I stared down at the composition book before shoving it into my bag. “It’s nothing. What the hell are you doing here?”
“You always seem to ask the wrong question.” He glanced to the side. Palmira stood in the stacks with her jaw clenched tight.
I waved her away. “You should be careful. One of these days Palm’s going to knock you out for stalking me.”
“Doubtful.” But he glanced in her direction before following me toward the exit.
“Why are you hanging around a college campus? Don’t you have a crime family to run?”
“I can do both. Besides, I’m enrolled.”
“You’re enrolled?” I tried not to let him see the fury that sizzled in my guts.
“I don’t have a degree. I thought it might be fun to get one.”
“You can do anything you want in the whole world, and you want to play student at Stanford?”
“You are.
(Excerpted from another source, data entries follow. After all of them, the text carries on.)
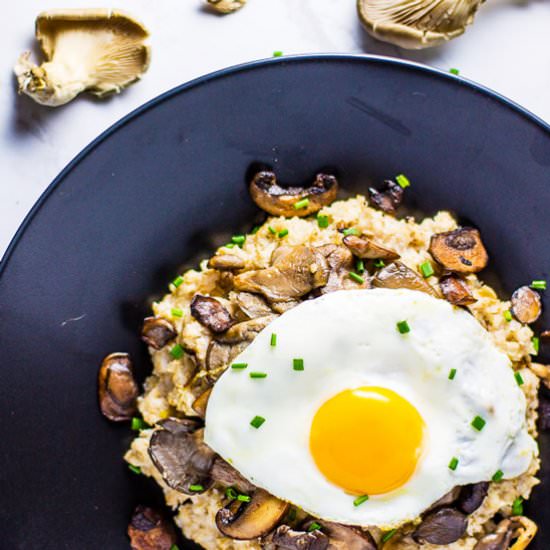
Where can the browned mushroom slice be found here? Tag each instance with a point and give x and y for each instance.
(295, 271)
(118, 390)
(210, 313)
(398, 275)
(250, 520)
(223, 473)
(157, 332)
(149, 530)
(460, 250)
(226, 262)
(526, 305)
(368, 250)
(443, 526)
(180, 455)
(292, 201)
(389, 198)
(456, 291)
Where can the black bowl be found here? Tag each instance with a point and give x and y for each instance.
(165, 185)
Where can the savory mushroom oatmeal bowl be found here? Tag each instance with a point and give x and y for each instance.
(337, 378)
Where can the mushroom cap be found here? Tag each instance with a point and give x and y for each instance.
(416, 24)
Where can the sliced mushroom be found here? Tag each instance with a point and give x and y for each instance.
(295, 271)
(442, 526)
(210, 313)
(245, 521)
(367, 249)
(389, 198)
(398, 275)
(460, 250)
(226, 262)
(180, 455)
(281, 201)
(472, 496)
(526, 305)
(118, 389)
(149, 530)
(223, 473)
(157, 332)
(455, 290)
(96, 50)
(413, 24)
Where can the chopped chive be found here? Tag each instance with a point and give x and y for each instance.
(355, 277)
(498, 475)
(539, 284)
(322, 221)
(177, 281)
(389, 535)
(304, 203)
(478, 423)
(298, 364)
(517, 507)
(453, 463)
(403, 181)
(177, 352)
(403, 327)
(426, 269)
(359, 500)
(257, 374)
(257, 421)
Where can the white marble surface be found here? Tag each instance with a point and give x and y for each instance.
(507, 50)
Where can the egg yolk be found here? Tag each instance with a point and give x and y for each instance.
(367, 440)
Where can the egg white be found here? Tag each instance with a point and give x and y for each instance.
(349, 339)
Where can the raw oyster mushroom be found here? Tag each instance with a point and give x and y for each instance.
(416, 24)
(96, 50)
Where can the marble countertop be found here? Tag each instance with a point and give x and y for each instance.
(506, 49)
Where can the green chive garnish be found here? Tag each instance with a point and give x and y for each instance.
(359, 500)
(426, 269)
(304, 203)
(177, 352)
(403, 327)
(322, 221)
(478, 423)
(257, 375)
(403, 180)
(498, 475)
(257, 421)
(389, 535)
(517, 507)
(298, 364)
(539, 285)
(239, 365)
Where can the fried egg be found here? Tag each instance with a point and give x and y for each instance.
(364, 407)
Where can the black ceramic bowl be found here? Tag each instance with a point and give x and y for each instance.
(166, 184)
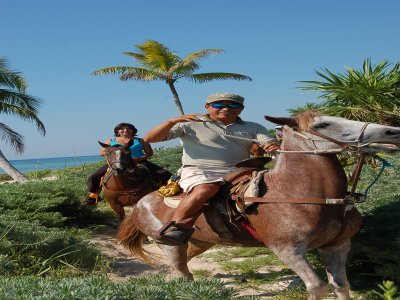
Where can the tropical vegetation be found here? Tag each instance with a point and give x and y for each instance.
(45, 250)
(16, 102)
(371, 94)
(160, 63)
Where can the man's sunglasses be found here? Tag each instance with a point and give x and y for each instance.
(221, 106)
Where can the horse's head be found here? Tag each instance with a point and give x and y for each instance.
(327, 132)
(119, 158)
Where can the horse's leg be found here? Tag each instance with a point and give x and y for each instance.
(117, 207)
(334, 258)
(295, 258)
(197, 247)
(177, 260)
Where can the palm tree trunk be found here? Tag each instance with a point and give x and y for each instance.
(10, 170)
(176, 98)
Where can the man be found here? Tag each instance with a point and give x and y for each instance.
(211, 148)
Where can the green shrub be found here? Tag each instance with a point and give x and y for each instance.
(375, 249)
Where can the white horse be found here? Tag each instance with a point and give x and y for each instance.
(295, 211)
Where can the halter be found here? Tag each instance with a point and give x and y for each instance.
(351, 197)
(344, 145)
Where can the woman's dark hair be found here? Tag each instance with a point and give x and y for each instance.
(122, 125)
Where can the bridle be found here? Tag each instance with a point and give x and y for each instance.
(111, 164)
(132, 192)
(352, 146)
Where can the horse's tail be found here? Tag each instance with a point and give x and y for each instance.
(129, 236)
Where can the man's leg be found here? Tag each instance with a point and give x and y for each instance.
(180, 228)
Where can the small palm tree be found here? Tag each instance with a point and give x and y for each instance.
(371, 94)
(14, 101)
(160, 63)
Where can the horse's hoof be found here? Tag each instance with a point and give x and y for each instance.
(174, 236)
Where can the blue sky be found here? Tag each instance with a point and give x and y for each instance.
(57, 44)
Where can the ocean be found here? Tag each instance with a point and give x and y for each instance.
(37, 164)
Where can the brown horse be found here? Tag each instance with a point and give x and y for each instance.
(126, 181)
(294, 214)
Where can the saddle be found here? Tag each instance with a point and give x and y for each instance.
(224, 210)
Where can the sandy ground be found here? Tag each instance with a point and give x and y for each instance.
(125, 266)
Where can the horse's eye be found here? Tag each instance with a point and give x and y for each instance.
(321, 125)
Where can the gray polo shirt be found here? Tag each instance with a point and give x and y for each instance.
(207, 144)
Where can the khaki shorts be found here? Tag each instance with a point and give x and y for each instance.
(193, 175)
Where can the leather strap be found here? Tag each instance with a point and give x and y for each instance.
(290, 200)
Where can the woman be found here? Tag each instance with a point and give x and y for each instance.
(140, 150)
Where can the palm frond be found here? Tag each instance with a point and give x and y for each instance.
(206, 77)
(138, 56)
(157, 56)
(11, 137)
(140, 74)
(117, 70)
(11, 79)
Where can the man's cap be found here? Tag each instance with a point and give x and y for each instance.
(225, 97)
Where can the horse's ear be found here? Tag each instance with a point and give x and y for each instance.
(103, 145)
(282, 121)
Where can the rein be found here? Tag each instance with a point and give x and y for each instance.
(133, 192)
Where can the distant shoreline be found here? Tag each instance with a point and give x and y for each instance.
(52, 163)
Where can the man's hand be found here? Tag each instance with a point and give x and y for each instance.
(187, 118)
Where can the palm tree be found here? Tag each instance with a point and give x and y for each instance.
(14, 101)
(160, 63)
(371, 94)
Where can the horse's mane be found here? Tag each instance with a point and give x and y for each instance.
(306, 119)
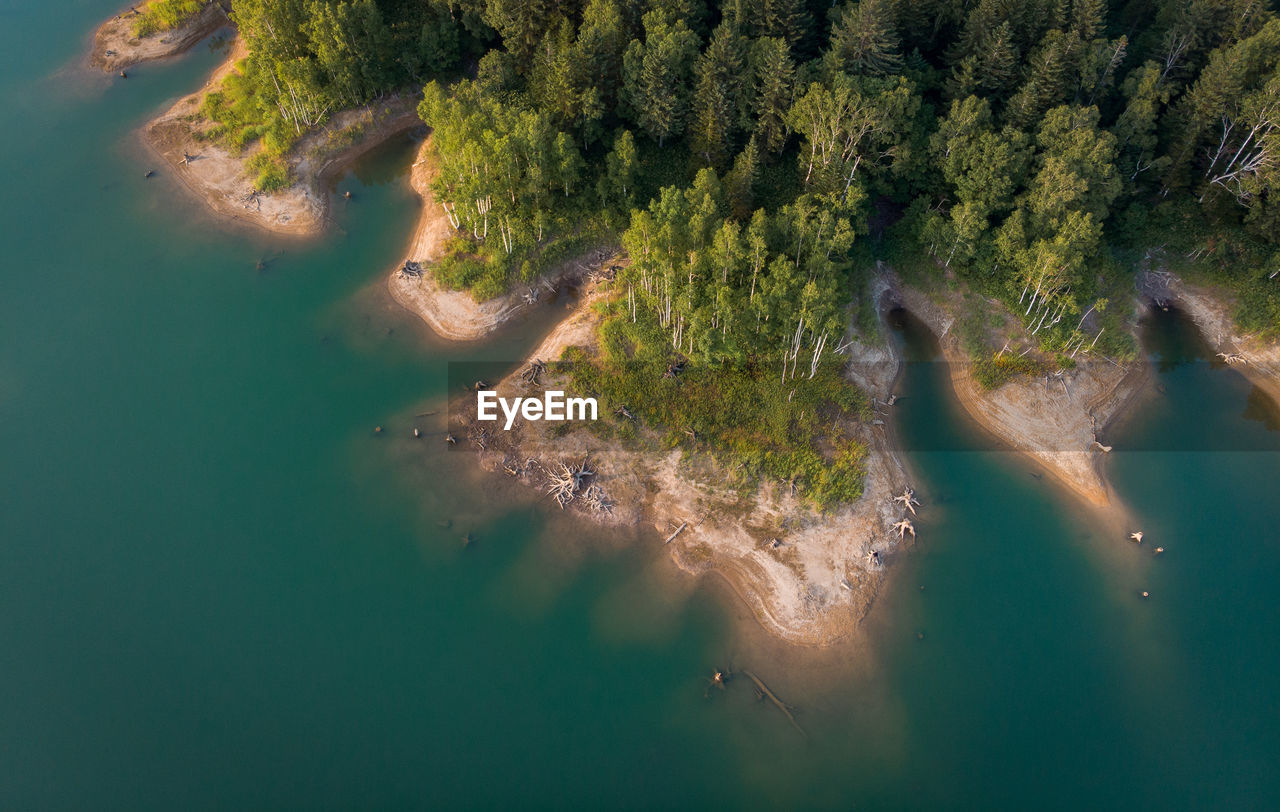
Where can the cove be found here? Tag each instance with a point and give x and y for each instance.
(219, 588)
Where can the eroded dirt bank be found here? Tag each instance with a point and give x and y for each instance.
(225, 183)
(115, 48)
(1253, 356)
(455, 314)
(808, 576)
(1059, 420)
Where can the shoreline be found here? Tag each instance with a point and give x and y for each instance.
(813, 588)
(114, 48)
(1210, 309)
(1055, 425)
(455, 315)
(222, 181)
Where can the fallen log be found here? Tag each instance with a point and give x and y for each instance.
(782, 706)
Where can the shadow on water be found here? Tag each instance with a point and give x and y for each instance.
(219, 588)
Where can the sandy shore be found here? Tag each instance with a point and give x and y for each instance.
(1054, 422)
(1211, 309)
(115, 48)
(813, 587)
(224, 183)
(455, 314)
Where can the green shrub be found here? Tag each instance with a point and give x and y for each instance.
(165, 16)
(755, 424)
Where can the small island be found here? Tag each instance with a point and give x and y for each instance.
(739, 194)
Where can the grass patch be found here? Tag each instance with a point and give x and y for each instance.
(165, 16)
(1187, 243)
(745, 416)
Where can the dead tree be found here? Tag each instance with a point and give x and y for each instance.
(567, 482)
(534, 372)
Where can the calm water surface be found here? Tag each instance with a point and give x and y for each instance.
(219, 588)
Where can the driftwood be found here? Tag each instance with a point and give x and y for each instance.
(534, 372)
(679, 530)
(568, 480)
(763, 690)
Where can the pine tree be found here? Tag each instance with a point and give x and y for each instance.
(657, 76)
(1046, 81)
(863, 40)
(740, 181)
(773, 73)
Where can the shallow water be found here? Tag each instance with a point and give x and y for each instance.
(218, 587)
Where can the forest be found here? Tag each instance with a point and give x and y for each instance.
(754, 156)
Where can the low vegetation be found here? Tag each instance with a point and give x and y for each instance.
(758, 424)
(160, 16)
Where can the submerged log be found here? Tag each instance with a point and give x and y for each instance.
(782, 706)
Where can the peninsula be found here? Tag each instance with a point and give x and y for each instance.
(739, 192)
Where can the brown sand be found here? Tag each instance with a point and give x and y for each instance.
(455, 314)
(1054, 422)
(223, 181)
(1211, 309)
(115, 48)
(813, 588)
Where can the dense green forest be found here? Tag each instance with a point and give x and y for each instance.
(754, 156)
(1020, 145)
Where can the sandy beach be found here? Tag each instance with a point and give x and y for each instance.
(1055, 423)
(455, 314)
(1211, 309)
(808, 578)
(222, 179)
(115, 48)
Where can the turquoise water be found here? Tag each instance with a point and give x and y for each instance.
(219, 588)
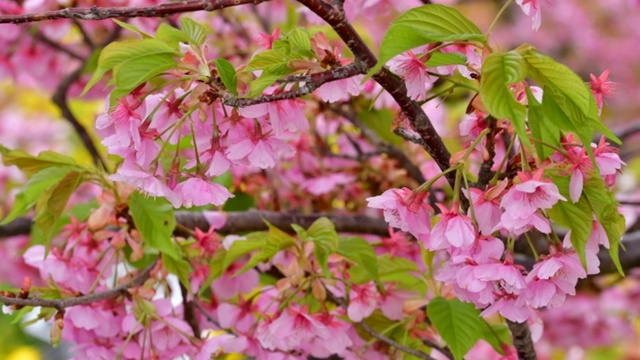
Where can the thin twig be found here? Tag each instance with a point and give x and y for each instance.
(333, 14)
(61, 304)
(522, 341)
(394, 152)
(312, 82)
(101, 13)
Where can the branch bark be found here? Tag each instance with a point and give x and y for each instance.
(101, 13)
(333, 14)
(61, 304)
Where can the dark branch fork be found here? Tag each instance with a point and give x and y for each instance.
(61, 304)
(101, 13)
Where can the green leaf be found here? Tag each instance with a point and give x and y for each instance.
(264, 81)
(120, 53)
(254, 241)
(277, 240)
(325, 239)
(458, 323)
(576, 217)
(380, 121)
(541, 127)
(132, 28)
(361, 252)
(196, 33)
(239, 202)
(424, 25)
(34, 188)
(299, 39)
(442, 59)
(228, 75)
(273, 62)
(155, 220)
(52, 203)
(569, 93)
(388, 267)
(30, 164)
(131, 74)
(498, 72)
(605, 206)
(171, 36)
(179, 267)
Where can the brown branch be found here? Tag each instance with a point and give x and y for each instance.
(61, 304)
(485, 174)
(312, 82)
(239, 222)
(60, 99)
(521, 335)
(101, 13)
(392, 151)
(334, 15)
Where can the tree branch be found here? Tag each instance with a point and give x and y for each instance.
(522, 340)
(61, 304)
(393, 151)
(312, 82)
(334, 15)
(101, 13)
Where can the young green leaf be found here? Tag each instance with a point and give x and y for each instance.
(228, 75)
(325, 239)
(424, 25)
(571, 98)
(443, 59)
(277, 240)
(132, 28)
(119, 54)
(155, 220)
(458, 323)
(52, 203)
(171, 36)
(361, 252)
(130, 75)
(496, 336)
(542, 128)
(179, 267)
(576, 217)
(498, 72)
(605, 206)
(30, 164)
(299, 39)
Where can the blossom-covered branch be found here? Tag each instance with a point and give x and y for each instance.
(334, 15)
(61, 304)
(312, 82)
(101, 13)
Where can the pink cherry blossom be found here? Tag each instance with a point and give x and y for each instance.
(405, 210)
(198, 192)
(414, 72)
(363, 300)
(453, 229)
(601, 87)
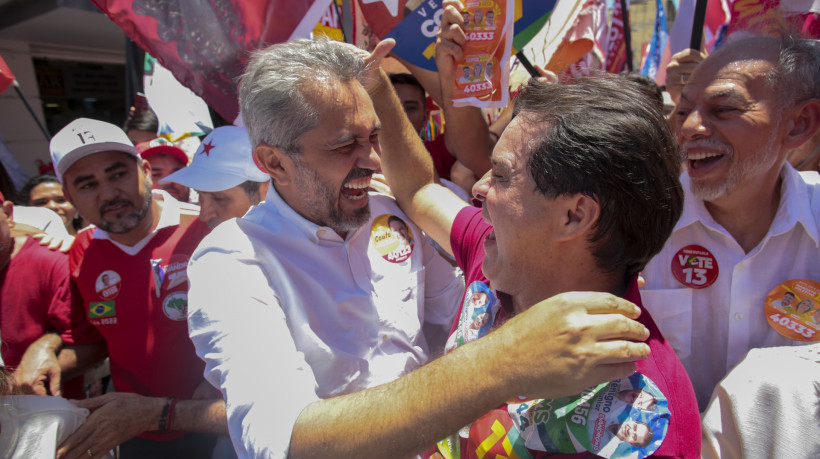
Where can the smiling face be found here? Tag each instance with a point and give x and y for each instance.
(163, 165)
(217, 207)
(50, 195)
(804, 306)
(524, 220)
(331, 173)
(111, 190)
(728, 124)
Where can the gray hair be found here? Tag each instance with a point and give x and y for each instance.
(274, 91)
(797, 73)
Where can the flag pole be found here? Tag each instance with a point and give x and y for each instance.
(30, 109)
(627, 35)
(697, 25)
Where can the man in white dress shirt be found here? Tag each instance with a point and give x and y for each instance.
(750, 221)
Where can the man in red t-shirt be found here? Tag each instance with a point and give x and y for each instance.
(35, 297)
(582, 193)
(130, 279)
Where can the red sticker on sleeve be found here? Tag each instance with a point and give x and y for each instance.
(695, 267)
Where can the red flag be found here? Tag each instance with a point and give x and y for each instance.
(616, 46)
(6, 77)
(205, 43)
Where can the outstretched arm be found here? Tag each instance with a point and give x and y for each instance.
(407, 165)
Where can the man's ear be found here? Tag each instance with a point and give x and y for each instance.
(803, 123)
(275, 162)
(8, 209)
(581, 212)
(146, 169)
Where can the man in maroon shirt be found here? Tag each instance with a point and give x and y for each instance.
(34, 296)
(582, 193)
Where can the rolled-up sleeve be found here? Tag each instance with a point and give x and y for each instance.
(240, 331)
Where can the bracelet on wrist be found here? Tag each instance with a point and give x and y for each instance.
(167, 414)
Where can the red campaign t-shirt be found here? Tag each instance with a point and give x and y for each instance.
(35, 298)
(683, 436)
(139, 305)
(443, 160)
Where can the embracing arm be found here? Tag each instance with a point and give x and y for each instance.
(406, 416)
(120, 416)
(409, 168)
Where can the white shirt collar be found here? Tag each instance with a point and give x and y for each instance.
(795, 207)
(169, 216)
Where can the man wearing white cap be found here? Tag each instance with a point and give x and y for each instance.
(165, 158)
(224, 175)
(129, 275)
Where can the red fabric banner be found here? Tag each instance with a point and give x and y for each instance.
(206, 43)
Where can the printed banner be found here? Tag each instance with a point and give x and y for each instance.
(483, 79)
(627, 418)
(414, 24)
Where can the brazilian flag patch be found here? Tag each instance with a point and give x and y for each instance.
(101, 309)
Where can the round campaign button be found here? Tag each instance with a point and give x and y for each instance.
(392, 238)
(108, 285)
(793, 309)
(695, 267)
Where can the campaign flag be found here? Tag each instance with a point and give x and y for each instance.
(330, 24)
(205, 43)
(6, 77)
(771, 18)
(616, 43)
(679, 39)
(414, 25)
(590, 25)
(656, 44)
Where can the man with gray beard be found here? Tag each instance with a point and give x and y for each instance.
(749, 228)
(129, 285)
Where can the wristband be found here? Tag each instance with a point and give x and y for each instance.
(167, 414)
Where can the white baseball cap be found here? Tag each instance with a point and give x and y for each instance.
(83, 137)
(223, 160)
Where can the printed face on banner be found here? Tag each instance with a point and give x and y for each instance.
(793, 309)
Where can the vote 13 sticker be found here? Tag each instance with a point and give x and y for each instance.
(793, 309)
(695, 267)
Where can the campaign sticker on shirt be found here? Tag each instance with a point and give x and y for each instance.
(175, 306)
(626, 418)
(108, 285)
(695, 267)
(477, 315)
(392, 238)
(793, 309)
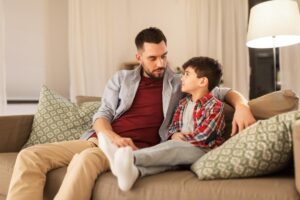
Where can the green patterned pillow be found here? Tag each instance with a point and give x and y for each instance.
(58, 119)
(262, 148)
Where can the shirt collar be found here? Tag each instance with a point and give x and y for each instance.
(202, 100)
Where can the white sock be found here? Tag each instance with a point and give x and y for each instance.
(125, 169)
(108, 148)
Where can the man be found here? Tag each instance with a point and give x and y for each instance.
(136, 105)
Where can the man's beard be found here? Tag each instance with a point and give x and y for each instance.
(152, 76)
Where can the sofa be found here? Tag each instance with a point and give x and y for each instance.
(179, 184)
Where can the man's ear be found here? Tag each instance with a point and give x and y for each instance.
(138, 56)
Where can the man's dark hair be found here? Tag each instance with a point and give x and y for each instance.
(206, 67)
(150, 35)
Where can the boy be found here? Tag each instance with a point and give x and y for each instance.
(197, 127)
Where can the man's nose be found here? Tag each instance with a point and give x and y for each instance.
(160, 62)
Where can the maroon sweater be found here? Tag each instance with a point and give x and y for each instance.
(143, 120)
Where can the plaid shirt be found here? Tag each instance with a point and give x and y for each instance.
(208, 118)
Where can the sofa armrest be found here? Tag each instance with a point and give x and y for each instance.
(296, 146)
(14, 132)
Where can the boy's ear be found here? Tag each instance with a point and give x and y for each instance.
(203, 81)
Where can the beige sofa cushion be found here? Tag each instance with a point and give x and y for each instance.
(263, 148)
(7, 162)
(273, 104)
(181, 185)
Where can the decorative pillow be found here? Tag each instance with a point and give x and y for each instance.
(58, 119)
(262, 148)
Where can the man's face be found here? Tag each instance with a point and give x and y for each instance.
(153, 58)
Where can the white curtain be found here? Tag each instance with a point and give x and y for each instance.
(97, 40)
(218, 29)
(2, 62)
(290, 67)
(102, 36)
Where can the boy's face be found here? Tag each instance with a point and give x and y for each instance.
(153, 58)
(190, 82)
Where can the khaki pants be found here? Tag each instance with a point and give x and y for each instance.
(85, 162)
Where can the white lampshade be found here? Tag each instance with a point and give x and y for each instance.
(274, 24)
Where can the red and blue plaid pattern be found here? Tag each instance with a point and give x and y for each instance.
(209, 123)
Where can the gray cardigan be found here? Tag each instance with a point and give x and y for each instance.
(120, 91)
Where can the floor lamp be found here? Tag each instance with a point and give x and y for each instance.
(274, 24)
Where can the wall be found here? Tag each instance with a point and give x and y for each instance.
(36, 47)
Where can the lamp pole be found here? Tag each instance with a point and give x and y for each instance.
(274, 62)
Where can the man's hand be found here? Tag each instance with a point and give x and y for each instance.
(178, 136)
(242, 118)
(123, 142)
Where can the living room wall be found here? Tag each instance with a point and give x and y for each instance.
(36, 37)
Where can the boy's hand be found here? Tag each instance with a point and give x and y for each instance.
(178, 136)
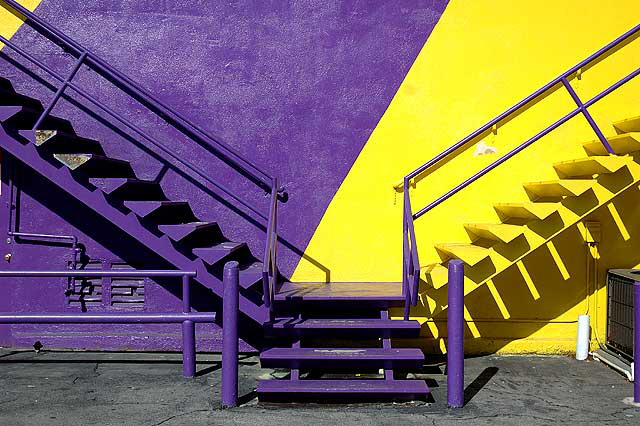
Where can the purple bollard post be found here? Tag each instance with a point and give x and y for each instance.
(230, 335)
(455, 334)
(188, 333)
(636, 342)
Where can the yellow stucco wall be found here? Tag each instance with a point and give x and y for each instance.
(483, 57)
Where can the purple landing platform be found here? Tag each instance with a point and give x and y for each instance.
(289, 390)
(374, 294)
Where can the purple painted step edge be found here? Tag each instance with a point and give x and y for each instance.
(354, 387)
(127, 222)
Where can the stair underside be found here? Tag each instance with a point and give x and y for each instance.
(540, 222)
(64, 178)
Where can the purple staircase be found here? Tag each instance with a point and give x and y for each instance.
(140, 208)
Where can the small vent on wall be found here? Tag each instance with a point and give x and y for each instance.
(100, 293)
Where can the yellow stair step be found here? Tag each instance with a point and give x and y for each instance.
(560, 187)
(628, 125)
(596, 165)
(495, 231)
(531, 211)
(624, 143)
(468, 253)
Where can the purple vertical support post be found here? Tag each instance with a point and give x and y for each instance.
(188, 333)
(636, 342)
(230, 335)
(455, 334)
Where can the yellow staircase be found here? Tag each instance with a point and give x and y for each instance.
(583, 186)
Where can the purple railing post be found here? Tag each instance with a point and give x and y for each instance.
(188, 333)
(636, 342)
(230, 335)
(587, 115)
(455, 334)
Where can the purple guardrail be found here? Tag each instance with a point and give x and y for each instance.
(186, 317)
(222, 151)
(411, 265)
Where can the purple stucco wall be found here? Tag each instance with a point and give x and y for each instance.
(295, 86)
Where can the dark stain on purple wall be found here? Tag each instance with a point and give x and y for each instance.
(296, 87)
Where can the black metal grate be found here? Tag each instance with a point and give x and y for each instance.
(620, 310)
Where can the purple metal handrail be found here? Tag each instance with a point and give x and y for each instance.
(411, 266)
(169, 115)
(186, 317)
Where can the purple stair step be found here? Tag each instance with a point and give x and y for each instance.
(130, 189)
(213, 255)
(162, 212)
(251, 275)
(62, 143)
(353, 327)
(83, 191)
(389, 294)
(409, 389)
(94, 165)
(23, 118)
(352, 358)
(181, 231)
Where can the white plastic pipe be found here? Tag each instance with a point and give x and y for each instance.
(582, 343)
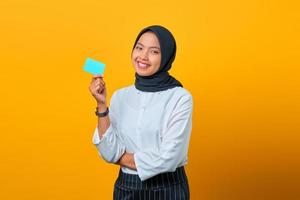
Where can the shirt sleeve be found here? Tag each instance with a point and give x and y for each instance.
(175, 142)
(110, 147)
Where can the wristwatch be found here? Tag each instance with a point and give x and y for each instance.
(101, 114)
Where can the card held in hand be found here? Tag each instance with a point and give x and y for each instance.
(94, 67)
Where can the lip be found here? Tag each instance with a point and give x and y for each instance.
(142, 64)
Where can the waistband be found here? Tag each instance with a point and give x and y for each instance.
(133, 181)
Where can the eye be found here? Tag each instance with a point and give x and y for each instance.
(138, 48)
(155, 52)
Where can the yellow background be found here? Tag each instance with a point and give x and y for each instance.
(239, 59)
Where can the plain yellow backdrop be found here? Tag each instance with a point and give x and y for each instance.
(239, 59)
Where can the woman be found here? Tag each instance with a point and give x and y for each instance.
(147, 128)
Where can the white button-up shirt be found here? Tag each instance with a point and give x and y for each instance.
(155, 126)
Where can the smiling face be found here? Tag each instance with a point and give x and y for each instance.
(146, 55)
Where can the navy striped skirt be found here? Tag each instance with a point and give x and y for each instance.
(164, 186)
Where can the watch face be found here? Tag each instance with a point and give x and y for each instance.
(102, 114)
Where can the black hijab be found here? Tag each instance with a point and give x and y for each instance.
(161, 80)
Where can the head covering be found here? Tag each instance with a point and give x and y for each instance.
(161, 80)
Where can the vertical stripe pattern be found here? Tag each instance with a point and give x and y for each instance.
(164, 186)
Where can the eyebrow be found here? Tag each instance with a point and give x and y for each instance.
(138, 43)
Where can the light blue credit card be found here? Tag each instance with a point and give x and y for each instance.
(94, 67)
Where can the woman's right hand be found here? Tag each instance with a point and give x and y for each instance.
(98, 89)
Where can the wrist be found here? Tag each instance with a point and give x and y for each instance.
(101, 107)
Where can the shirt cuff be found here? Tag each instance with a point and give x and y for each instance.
(96, 139)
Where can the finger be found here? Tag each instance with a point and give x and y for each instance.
(97, 76)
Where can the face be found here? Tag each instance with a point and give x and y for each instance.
(146, 55)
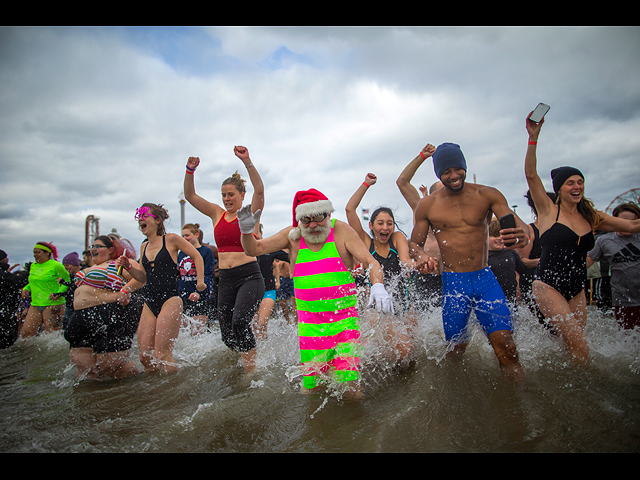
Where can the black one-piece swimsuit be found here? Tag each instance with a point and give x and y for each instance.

Why not?”
“I’m not playing.” I shoved through the glass doors and outside. Palmira followed, but not too close.
“You’re the sister of an Oligarch. You should be at Blackwoods or somewhere more appropriate. The fact that you’re going to school in my territory fascinates me.”
It was the most I’d heard him speak all at once. “I didn’t want to go to Blackwoods. Too many people like you lurking around the shadows.”
“There aren’t many people like me.”
I snorted and shook my head. “That’s what I thought you’d say.”
His lips quirked again as he studied me. “Why were you looking up your uncle’s address?”
I grimaced and stared at the ground. “It’s none of your business.”
“Sounds like it is.”
“How? You dragged me to your stupid meeting. You gave me your warning. What else do you need?”
“You’re up to something.” He stopped, grabbing my wrist.
I stopped with him. Palmira shot me a look and I glared back. I didn’t need her fighting my battles. I sucked in a breath and met Nervosa’s gaze, even if it did send a tingle of strange delight down my fingertips.
“I spent my entire life cooped up in some stupid house. I want to be a normal person for a little while.” Which was true, if not the full story.
“And I want to control all of France. Yet here we are.”
“Stop it, okay? Why don’t you leave me alone?”
“I told you already. I’m fascinated by you.”
I pulled my wrist from his grasp and hurried on. He didn’t follow, only stared as I shoved my way through a group of girls talking in loud voices. They shouted after me but I didn’t care.
Nervosa’s gaze hung like a wreath around my neck.
Palmira caught up with me halfway across campus. “You okay?”
“I’m fine.”
“Looks like he rattled you.”
“He was spying. But now I know to be more careful.”
“This have something to do with whatever you saw in the library?”
I stopped and faced her. “Let’s get something straight. You’re here as my babysitter, not as my best friend.”
“That’s a given.”
“Let’s make a deal then. You leave me the hell alone and let me try to be normal, and I won’t make your life more difficult than it needs to be.”
“That’s not a bad idea.”
“Good. Now stop following me around. I have class.”
She squinted but sighed. “You’re right. I should go find Nervosa and follow him instead.”